A Big Data Approach to Decision Trees - Cost Function
Published:
costFunction(RDD, metric = 'Entropy')
:
This function receives a (class, [features])
RDD and returns its entropy based on a binary class. It maps the RDD to (class, 1) like tuples then reduces it by adding samples. As class values are {0,1}
, its sum gives the the number of samples of class 1 and the second element of the tuple is number of samples in the dataset.
def costFunction(RDD, metric = 'Entropy'):
"""
Input:
RDD : distributed database in format (class, [features])

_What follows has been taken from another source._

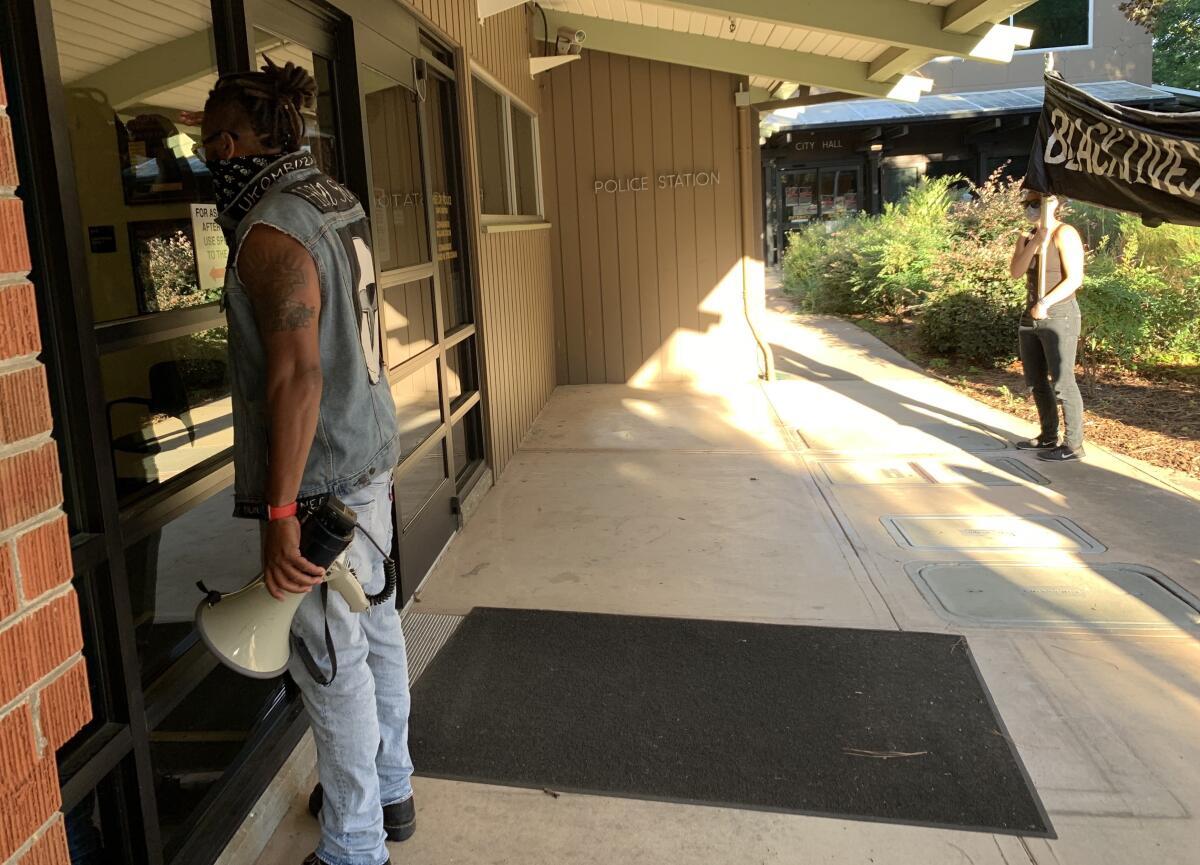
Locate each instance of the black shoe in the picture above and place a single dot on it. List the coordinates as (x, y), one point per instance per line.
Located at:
(1038, 444)
(1063, 454)
(399, 820)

metric : metric to be returned {Gini or Entropia}
Output:
tuple : (metric, input RDD size)
"""
if RDD.count() > 0:
labelOne, n = ( RDD
.map(lambda sample : (sample[0],1))
.reduce(lambda x,y : (x[0]+y[0],x[1]+y[1])) )
p1 = labelOne/n
p0 = 1 - p1
if metric == 'Gini':
metric = 1 - (p0**2 + p1**2)
elif metric == 'Entropy':
#lim x.log(x), x-->0 = 0
if p0 == 0 or p1 == 0:
metric = 0
else:
metric = (-1)*(p0*log(p0,2) + p1*log(p1,2))
return (metric, n)
else:
return (0, 0)
With those values the probability of class 1 (p1) is found, the probability of class 0 (p0) is (1 - p1) then entropy can be calculated. This function is called by the non-parallel function infoGain(parentRDD, childsList)
which calculates the information gain based on the entropies of a parent node and a list of its children.
def infoGain(parentRDD, childsList):
"""
Input:
parentRDD : parent node distributed database in format (class, [features])
childsList : list of distributed database in format (class, [features]) for childres nodes
Output:
número real que representa o ganho de informação
"""
parentEntropy, parentN = costFunction(parentRDD,'Entropy')
childsCosts = []
childsEntropy = 0
for child in childsList:
childsCosts.append(costFunction(child, 'Entropy'))
for child in childsCosts:
childsEntropy += child[0]*(child[1]/parentN)
return parentEntropy - childsEntropy